Although early studies concentrated on simple stimuli, such as motion or colour, our recent investigations have shown that higher-level properties, such as body size and shape, can cause similar after-effects.
It is likely that the neural adaptation associated with these after-effects is the underlying physiological basis of body-size misperception.
Our recent study showed that after-effects could actually transfer from others’ bodies to the perception of one’s own. That is, viewing abnormally thin versions of other people’s bodies caused participants to see themselves as heavier than they actually were and vice versa.
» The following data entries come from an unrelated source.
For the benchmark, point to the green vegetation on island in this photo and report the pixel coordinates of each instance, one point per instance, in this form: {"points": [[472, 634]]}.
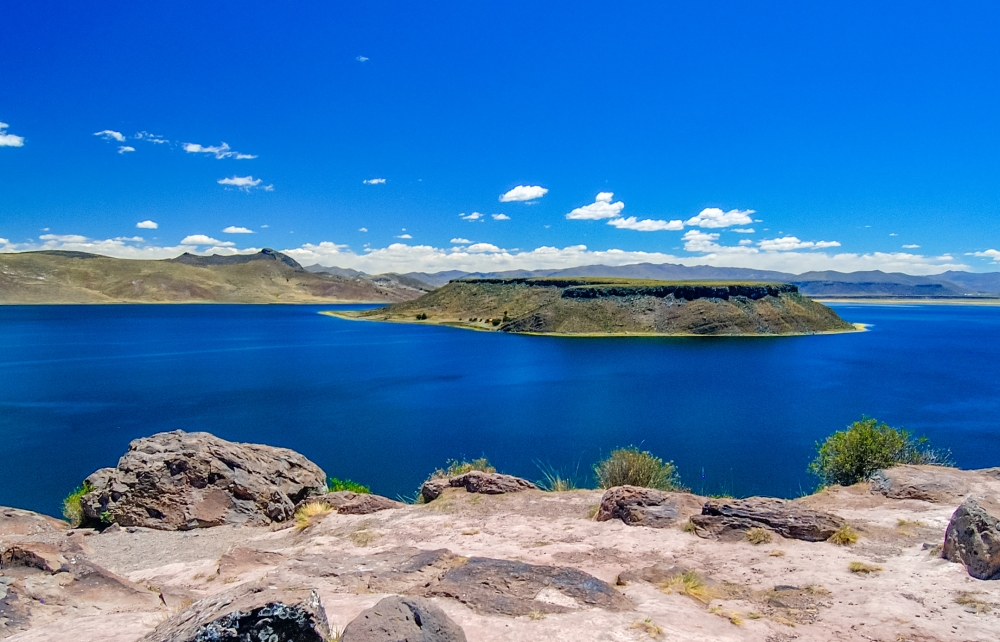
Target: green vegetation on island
{"points": [[610, 306]]}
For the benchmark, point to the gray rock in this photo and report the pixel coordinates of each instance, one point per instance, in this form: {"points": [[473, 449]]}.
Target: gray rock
{"points": [[476, 481], [491, 586], [403, 619], [248, 614], [179, 481], [638, 506], [973, 538], [936, 484], [730, 518]]}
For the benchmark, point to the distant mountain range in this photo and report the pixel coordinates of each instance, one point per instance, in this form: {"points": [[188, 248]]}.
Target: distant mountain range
{"points": [[870, 284], [265, 277]]}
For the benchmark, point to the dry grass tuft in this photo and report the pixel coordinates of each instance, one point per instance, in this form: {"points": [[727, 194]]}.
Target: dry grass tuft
{"points": [[759, 536], [304, 516], [844, 536], [861, 568]]}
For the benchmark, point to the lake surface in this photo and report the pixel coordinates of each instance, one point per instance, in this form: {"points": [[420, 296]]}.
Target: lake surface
{"points": [[385, 404]]}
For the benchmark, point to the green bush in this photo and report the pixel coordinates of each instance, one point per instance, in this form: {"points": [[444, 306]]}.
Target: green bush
{"points": [[867, 446], [72, 509], [336, 485], [633, 467]]}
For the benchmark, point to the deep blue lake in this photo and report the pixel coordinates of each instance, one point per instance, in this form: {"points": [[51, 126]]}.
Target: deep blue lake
{"points": [[385, 404]]}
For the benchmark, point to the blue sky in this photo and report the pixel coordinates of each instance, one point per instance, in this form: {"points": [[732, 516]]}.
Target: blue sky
{"points": [[849, 136]]}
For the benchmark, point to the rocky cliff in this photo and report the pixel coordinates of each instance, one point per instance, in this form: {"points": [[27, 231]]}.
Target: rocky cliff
{"points": [[617, 306]]}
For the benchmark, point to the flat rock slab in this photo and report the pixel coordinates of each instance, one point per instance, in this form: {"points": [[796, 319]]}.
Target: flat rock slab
{"points": [[14, 521], [936, 484], [638, 506], [249, 614], [731, 518], [179, 481], [504, 587], [476, 481], [973, 538], [403, 619]]}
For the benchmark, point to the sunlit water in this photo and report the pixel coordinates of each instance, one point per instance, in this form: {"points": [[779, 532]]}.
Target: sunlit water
{"points": [[385, 404]]}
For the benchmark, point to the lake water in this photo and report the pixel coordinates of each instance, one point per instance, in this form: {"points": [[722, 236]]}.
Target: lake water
{"points": [[385, 404]]}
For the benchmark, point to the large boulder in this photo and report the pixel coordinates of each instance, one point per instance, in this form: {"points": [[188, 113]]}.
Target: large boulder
{"points": [[179, 481], [403, 619], [476, 481], [731, 518], [638, 506], [249, 614], [973, 538], [936, 484]]}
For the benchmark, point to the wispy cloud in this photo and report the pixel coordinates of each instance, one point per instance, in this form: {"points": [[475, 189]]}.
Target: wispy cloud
{"points": [[601, 208], [201, 239], [789, 243], [245, 183], [713, 217], [220, 151], [9, 140], [645, 225], [523, 193], [109, 134]]}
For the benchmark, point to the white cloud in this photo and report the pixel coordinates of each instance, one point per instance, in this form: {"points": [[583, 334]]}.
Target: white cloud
{"points": [[523, 193], [988, 254], [245, 183], [789, 243], [645, 225], [220, 151], [713, 217], [9, 140], [63, 238], [601, 208], [109, 134], [201, 239]]}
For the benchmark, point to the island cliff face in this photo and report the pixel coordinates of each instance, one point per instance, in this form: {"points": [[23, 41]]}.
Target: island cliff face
{"points": [[617, 306]]}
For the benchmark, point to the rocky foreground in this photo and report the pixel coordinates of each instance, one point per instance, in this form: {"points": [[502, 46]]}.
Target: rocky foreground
{"points": [[201, 539]]}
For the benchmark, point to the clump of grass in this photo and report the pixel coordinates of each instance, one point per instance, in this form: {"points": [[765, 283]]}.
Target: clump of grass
{"points": [[633, 467], [304, 516], [758, 535], [72, 507], [691, 584], [648, 627], [844, 536], [861, 568], [336, 485], [867, 446], [454, 468]]}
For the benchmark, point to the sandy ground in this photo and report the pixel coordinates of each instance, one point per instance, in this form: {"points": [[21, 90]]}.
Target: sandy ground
{"points": [[913, 596]]}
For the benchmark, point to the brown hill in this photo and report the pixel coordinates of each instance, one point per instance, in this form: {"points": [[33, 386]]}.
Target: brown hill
{"points": [[265, 277], [616, 306]]}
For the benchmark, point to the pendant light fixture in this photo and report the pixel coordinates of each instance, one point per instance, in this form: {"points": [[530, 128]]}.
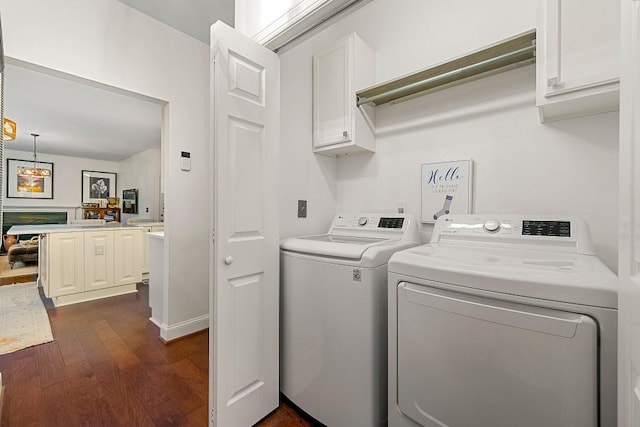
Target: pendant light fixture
{"points": [[34, 171], [9, 128]]}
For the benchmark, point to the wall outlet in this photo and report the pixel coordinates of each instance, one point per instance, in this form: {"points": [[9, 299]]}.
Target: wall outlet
{"points": [[302, 208]]}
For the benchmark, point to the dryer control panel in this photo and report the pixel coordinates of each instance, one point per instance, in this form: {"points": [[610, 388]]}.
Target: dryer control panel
{"points": [[541, 232]]}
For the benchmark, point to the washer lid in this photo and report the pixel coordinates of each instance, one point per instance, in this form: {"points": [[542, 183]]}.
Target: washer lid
{"points": [[566, 277], [350, 247]]}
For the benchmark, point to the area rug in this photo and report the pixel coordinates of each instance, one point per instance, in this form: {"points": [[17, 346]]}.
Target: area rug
{"points": [[23, 319]]}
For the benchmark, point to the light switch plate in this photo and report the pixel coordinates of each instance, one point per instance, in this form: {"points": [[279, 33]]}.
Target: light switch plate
{"points": [[302, 208]]}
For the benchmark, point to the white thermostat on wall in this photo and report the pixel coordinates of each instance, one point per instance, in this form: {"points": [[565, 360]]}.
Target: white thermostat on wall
{"points": [[185, 160]]}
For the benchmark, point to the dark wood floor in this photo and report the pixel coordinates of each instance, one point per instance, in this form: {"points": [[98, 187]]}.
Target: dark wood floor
{"points": [[108, 367]]}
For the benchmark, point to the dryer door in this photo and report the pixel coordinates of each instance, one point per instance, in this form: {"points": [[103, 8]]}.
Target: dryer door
{"points": [[471, 361]]}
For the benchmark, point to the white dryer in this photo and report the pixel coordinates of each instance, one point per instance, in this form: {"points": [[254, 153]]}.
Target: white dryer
{"points": [[500, 321], [333, 340]]}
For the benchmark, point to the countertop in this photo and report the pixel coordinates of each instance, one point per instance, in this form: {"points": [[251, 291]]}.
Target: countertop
{"points": [[60, 228]]}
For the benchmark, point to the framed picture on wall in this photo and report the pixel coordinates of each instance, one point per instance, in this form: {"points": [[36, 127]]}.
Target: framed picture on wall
{"points": [[29, 180], [446, 188], [130, 201], [98, 186]]}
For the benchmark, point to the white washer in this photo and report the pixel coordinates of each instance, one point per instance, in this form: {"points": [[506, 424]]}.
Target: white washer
{"points": [[502, 320], [333, 341]]}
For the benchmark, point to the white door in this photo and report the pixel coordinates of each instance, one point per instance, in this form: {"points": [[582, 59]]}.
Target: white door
{"points": [[629, 216], [245, 96]]}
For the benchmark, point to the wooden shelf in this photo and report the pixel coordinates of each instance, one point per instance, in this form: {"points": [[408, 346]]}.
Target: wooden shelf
{"points": [[515, 51], [99, 213]]}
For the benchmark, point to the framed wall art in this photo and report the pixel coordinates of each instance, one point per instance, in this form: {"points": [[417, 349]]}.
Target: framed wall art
{"points": [[98, 186], [446, 188], [27, 179], [130, 201]]}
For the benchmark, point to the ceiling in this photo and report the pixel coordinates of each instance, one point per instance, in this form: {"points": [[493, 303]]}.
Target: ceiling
{"points": [[193, 17], [78, 120], [75, 119]]}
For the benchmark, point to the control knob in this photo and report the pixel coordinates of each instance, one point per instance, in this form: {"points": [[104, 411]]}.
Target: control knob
{"points": [[491, 225]]}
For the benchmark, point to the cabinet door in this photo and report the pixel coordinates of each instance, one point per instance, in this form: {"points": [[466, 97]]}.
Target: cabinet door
{"points": [[98, 259], [332, 91], [66, 268], [43, 264], [128, 256], [578, 57], [145, 249]]}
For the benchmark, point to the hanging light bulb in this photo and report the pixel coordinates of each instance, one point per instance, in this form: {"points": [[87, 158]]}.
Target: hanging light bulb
{"points": [[9, 128], [34, 171]]}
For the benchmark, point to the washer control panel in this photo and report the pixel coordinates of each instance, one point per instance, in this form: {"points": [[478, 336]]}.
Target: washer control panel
{"points": [[491, 225], [369, 222], [546, 228]]}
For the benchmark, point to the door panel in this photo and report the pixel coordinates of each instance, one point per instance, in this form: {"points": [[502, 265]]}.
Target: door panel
{"points": [[629, 219], [245, 286]]}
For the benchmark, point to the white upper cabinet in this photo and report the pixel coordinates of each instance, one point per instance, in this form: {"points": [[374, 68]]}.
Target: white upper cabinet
{"points": [[273, 23], [339, 126], [578, 58]]}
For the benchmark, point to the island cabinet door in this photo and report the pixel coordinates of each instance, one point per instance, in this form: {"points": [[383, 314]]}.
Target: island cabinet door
{"points": [[128, 255], [98, 259], [66, 263]]}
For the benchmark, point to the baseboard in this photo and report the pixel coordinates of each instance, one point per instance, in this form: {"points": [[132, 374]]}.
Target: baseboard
{"points": [[179, 330]]}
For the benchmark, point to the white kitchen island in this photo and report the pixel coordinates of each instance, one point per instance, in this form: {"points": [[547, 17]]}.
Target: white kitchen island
{"points": [[79, 263]]}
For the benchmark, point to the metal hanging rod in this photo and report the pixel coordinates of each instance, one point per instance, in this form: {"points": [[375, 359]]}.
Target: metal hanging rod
{"points": [[516, 50]]}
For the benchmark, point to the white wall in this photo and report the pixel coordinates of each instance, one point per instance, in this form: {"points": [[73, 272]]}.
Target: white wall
{"points": [[67, 182], [521, 166], [107, 42], [142, 172]]}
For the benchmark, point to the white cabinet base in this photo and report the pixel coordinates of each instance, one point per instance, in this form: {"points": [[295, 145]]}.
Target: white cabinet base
{"points": [[93, 295]]}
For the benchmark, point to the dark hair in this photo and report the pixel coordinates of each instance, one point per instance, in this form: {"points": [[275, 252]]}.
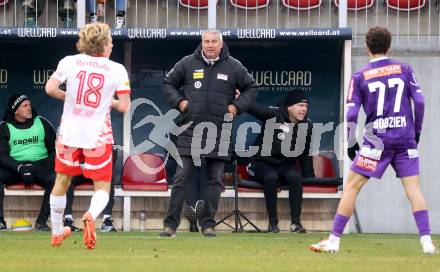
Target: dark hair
{"points": [[378, 40]]}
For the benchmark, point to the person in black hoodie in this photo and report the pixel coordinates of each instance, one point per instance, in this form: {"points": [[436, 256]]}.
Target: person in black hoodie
{"points": [[208, 79], [27, 151], [277, 166]]}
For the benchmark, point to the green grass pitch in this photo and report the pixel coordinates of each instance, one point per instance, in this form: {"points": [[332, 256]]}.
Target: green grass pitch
{"points": [[228, 252]]}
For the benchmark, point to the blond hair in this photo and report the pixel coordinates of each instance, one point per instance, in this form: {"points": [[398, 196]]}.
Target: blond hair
{"points": [[213, 31], [92, 38]]}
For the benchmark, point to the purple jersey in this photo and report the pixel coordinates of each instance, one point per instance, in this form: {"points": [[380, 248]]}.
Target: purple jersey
{"points": [[384, 88]]}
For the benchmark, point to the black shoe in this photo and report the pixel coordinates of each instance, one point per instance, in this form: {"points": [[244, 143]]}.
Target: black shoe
{"points": [[3, 224], [168, 232], [190, 214], [41, 225], [107, 225], [297, 228], [209, 232], [273, 228], [200, 210], [193, 228], [68, 222]]}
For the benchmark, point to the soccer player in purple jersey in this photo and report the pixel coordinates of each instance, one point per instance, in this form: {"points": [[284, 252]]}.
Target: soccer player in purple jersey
{"points": [[384, 88]]}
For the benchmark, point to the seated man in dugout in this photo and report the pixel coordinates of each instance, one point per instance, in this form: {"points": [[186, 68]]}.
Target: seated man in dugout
{"points": [[27, 151]]}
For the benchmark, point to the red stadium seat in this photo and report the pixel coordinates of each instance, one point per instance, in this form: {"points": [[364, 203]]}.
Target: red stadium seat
{"points": [[144, 172], [302, 4], [250, 4], [195, 4], [356, 5], [406, 5]]}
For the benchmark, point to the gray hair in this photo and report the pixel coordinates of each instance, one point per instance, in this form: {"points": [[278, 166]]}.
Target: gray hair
{"points": [[214, 31]]}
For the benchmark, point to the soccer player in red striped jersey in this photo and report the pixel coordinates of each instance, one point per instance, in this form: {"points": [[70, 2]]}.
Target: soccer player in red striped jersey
{"points": [[385, 89], [85, 139]]}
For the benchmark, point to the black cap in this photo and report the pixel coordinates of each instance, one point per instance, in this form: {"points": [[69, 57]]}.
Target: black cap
{"points": [[294, 98], [15, 101]]}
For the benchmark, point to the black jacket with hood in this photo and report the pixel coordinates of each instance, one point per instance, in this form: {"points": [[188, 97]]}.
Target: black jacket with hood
{"points": [[209, 90], [304, 138], [49, 140]]}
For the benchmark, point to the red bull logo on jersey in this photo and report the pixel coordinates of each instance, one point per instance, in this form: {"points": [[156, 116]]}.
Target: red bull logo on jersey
{"points": [[383, 71], [366, 163]]}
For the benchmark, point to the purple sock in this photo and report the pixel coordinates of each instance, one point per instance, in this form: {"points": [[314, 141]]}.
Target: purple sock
{"points": [[339, 224], [422, 222]]}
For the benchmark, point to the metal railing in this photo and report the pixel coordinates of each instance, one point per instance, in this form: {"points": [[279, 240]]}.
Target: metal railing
{"points": [[418, 27]]}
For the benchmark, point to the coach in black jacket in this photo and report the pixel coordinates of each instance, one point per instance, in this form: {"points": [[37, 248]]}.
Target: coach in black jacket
{"points": [[207, 80], [271, 167]]}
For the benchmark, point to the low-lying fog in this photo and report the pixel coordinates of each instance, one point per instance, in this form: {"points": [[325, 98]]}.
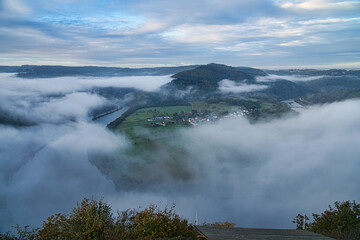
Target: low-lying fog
{"points": [[256, 175]]}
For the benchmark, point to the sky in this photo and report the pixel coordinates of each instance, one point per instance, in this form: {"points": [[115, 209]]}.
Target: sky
{"points": [[255, 175], [143, 33]]}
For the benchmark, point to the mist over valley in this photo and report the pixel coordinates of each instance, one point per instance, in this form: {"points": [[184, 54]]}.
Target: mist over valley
{"points": [[218, 140]]}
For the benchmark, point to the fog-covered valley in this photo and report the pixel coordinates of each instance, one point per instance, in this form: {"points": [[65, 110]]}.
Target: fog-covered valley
{"points": [[254, 174]]}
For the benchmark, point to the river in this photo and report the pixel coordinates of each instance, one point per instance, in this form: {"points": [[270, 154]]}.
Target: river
{"points": [[105, 120]]}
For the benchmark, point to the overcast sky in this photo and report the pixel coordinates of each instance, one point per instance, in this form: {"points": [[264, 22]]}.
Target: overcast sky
{"points": [[136, 33]]}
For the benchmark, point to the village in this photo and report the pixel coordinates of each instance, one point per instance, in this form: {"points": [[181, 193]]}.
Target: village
{"points": [[195, 118]]}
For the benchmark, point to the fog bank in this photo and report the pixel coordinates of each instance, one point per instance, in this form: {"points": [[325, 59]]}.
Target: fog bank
{"points": [[256, 175]]}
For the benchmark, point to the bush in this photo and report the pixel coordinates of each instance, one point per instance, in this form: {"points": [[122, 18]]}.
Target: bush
{"points": [[93, 219], [341, 221]]}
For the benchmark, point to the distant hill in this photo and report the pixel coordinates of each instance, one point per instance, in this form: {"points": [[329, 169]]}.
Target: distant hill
{"points": [[315, 72], [35, 71], [207, 77]]}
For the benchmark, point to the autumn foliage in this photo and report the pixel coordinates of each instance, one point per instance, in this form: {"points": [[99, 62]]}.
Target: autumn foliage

While this observation fits nicely with the narrative connecting media exposure with body-size misperception in the real world, it also suggests that mechanisms mediating the perception of one’s own and others’ body size and shape are overlapping.
Variety is the spice of life
Body image is a complex construct, but a better understanding of these mechanisms opens new avenues for a fuller understanding of body size misperception, including how best to manage severe forms of this problem.
To give one example, group treatment of people with anorexia nervosa, as commonly occurs in specialist treatment facilities, may be inadvisable given that exposure to extreme body shapes of other sufferers can exacerbate the misperception of one’s own body size.
But what should be the advice for us, the dissatisfied mirror-gazers in the general population? While a healthy lifestyle brings many benefits, a strict diet will not correct the misperception of one’s own body size.
Instead, the over-sized person you see in the mirror may be more effectively beautified by changing your visual diet. In visual stimuli, as in food, moderation (of skinny celebrities) is key. And, of course, variety (in terms of shape and size) is the spice of life.
This article is republished from The Conversation under a Creative Commons license. Read the original article.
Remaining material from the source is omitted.